I’m setting my next novel in Berkeley, California. Folks ask me, “What is it about?” and I am challenged to give a coherent, short answer. “It’s a story about a girl who witnesses a murder…” I begin. But then, of course, it is so much more, and where do I truly begin, I wonder.
In some ways the theme is about borderlands, the edges of civilization. I believe our own culture is slowly returning to a wilderness state, with the borders of law, manners, social behavior redrawn each day, shrinking. We have been living in a darkening age for some time, a twilight time, but the night seems to be falling swiftly.
Berkeley is a perfect setting for a discussion about borders, for it sits between parkland wilderness and bay waters. Fire trails protect the townspeople from the dry hills above and hopefully break a wildfire’s path. The hills have known devastating blazes that devoured communities, so fire is no small threat. But other threats lurk as well, with a rise in crime in the civilized cities that form a necklace around the San Francisco Bay. Berkeley shelters its share of crime with lenient laws that encourage drug use, theft, and other violent means of self-expression.
Berkeley is also set in a landscape of intellect and passion, of mind and matter. Here the University of California, one of the greatest schools in the world, has birthed major scientific discoveries. The arts thrive as well, those expressions of our thoughts and beliefs and deepest desires. And yet traditional core curriculum is crumbling, no longer requiring a study of the past to understand the present. Gender and racial studies replace history, as though a narcissistic self-examination of skin and sexuality will throw light on civilization and what it means to create and foster civil society.
Berkeley’s early beginnings were Ohlone Indian, then Spanish, then Irish Catholic, having been settled by an Irish farmer (James McGee) who gave land to the Catholic Presentation Sisters for a convent and school. The city was named in 1866 after an Irish Anglican bishop, George Berkeley (1685-1753) because of a line in the following poem:
Westward the course of empire takes its way;
The first four Acts already past,
A fifth shall close the Drama with the day;
Time’s noblest offspring is the last.
from Verses on the Prospect of Planting Arts and Learning in America
The first line became shortened later to the cry “Westward ho!” The line also became the title and subject of a mural by Emmanuel Gottlieb Leutz (1861), which can be found in the House of Representatives behind the western staircase. The phrase and painting represent the idea of manifest destiny.
The “course of empire,” of course, was thought to be at one with the advancement of civilization. The British Empire was and is a civilization built upon classical and Christian traditions, laws and values. As these authorities lose their power and persuasion, civilization loses as well, and cracks and fissures give way to a crumbling.

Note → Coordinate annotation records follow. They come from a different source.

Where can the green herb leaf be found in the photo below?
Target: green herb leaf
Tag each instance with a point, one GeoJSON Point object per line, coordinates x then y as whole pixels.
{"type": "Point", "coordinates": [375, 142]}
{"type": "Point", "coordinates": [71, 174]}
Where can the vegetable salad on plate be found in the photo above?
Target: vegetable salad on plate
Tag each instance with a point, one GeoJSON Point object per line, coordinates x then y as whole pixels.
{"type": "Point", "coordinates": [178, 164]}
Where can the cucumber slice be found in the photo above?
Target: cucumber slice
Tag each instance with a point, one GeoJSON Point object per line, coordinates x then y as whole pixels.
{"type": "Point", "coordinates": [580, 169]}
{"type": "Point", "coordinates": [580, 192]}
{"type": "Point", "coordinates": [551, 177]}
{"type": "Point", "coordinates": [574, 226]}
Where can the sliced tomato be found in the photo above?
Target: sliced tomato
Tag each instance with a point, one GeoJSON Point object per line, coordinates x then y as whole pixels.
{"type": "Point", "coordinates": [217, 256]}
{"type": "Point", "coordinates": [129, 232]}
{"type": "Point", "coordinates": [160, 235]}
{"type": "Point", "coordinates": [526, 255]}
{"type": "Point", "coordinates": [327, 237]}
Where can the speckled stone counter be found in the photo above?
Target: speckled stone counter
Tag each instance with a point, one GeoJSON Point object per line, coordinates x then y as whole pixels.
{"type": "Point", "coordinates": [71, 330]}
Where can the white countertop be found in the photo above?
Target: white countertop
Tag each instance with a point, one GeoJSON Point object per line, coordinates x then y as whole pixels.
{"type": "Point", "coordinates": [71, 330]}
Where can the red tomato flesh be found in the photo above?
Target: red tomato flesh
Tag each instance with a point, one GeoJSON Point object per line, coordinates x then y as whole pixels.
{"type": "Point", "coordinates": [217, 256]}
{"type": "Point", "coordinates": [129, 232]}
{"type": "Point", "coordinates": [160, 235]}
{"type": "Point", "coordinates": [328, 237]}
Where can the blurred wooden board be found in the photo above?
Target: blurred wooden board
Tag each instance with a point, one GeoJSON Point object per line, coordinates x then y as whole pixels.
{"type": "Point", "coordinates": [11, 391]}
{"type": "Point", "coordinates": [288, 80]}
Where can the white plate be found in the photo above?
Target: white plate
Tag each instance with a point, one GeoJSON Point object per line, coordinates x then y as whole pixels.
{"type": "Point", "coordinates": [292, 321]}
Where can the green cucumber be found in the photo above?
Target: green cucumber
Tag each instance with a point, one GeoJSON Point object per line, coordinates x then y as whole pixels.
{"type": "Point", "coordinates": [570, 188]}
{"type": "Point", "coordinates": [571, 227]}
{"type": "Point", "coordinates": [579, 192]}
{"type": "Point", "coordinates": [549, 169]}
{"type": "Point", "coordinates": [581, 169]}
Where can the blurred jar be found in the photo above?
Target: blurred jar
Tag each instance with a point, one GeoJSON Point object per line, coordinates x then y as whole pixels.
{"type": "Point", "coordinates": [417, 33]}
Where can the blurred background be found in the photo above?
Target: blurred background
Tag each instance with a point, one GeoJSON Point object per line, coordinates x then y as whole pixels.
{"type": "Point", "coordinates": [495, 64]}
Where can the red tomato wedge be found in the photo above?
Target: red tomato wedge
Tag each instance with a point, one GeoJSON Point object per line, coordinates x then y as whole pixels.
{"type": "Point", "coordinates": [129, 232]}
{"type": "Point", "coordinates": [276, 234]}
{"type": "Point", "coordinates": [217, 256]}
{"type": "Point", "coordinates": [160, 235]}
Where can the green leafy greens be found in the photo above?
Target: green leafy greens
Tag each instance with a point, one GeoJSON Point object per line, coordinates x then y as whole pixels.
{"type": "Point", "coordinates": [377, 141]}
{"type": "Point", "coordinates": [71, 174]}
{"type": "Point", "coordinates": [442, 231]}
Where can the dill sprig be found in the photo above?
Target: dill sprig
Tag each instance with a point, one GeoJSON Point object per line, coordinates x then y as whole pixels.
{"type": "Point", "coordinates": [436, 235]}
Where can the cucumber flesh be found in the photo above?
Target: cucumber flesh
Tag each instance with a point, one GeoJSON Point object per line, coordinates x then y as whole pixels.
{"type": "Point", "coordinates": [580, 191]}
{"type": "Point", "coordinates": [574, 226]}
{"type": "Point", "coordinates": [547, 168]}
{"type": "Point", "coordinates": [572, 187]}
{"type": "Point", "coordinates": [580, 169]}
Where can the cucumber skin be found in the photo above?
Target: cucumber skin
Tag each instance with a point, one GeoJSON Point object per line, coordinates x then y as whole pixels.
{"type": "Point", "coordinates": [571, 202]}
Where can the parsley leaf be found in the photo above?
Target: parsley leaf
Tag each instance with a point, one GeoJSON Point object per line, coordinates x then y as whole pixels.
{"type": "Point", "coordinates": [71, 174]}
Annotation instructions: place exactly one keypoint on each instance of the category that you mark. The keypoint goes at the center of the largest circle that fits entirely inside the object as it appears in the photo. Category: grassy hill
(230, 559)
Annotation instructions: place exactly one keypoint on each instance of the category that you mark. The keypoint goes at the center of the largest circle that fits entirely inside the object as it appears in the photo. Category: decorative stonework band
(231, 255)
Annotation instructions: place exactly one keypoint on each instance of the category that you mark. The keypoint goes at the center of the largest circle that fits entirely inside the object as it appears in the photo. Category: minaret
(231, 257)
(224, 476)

This week is the anniversary of Roe vs. Wade, when “time’s noblest offspring” – America – legalized the killing of unborn children. Since that day, 41 years ago, 56,662,169 unborn babies have been killed by abortion. And we continue the killing, with 1,382 lives – daughters and sons, nieces and nephews – lost yearly. January 22, 1973 was a watershed moment in our history, a time when we turned in upon our own people, to feed upon our own humanity.

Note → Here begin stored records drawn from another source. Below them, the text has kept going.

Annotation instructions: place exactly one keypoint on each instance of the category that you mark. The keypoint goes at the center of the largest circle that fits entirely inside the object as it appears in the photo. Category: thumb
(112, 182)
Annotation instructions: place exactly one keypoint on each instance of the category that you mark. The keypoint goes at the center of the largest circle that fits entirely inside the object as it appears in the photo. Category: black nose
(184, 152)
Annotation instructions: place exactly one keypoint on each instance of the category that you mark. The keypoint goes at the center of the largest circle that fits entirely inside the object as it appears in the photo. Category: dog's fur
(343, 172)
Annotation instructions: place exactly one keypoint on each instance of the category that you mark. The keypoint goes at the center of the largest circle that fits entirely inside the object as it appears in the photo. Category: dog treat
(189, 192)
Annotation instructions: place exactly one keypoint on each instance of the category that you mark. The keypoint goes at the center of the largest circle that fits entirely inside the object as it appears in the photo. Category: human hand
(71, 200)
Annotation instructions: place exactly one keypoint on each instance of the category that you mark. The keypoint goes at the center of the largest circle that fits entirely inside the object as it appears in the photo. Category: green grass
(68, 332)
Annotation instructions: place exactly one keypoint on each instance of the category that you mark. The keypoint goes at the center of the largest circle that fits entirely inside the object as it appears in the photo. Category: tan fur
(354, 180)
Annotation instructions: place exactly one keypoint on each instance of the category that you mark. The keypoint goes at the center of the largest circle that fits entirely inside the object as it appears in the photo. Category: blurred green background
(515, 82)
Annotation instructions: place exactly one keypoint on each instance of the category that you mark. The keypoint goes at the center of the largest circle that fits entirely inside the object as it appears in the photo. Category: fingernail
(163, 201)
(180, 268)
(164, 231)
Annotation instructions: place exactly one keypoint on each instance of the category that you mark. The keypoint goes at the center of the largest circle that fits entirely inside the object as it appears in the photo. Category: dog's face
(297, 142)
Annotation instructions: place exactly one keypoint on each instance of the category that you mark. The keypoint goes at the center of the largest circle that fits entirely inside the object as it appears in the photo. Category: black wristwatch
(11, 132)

It has been said that when we do not respect human life – the unborn or the aged, the infirm or the ugly or the handicapped – we encourage a culture of crime. We look out for ourselves, not others. We take what we can when we can as long as we can. Moral parameters become defined by legal boundaries; individual conscience does not matter. Soon it does not exist.
January 22 hits me by surprise each year, like a slap in the face, and I join in the crying of those who march upon the capitols of our land. I cry with them to return civilization to our once great and generous and loving country. I suppose the surprise comes to me each year because this memorial anniversary arrives so soon after the birth of the Christ Child in the humble manger, the child that would love us no matter our abilities, looks, health, age, no matter if we breathed outside the womb or not.
So we are as a nation in a shadowy borderland, a shadowland, between civilization and the jungle. A fire trail runs around our cities, but can’t always protect us from the blaze, the inferno of self. When such a trail becomes God’s fire of purgation, a cleansing of these sins through repentance and forgiveness, only then can we love as we are meant to love – love even the unborn, even our neighbors, even, even, even…
May God have mercy on our people, and may all victims of violence be comforted and redeemed by his great love.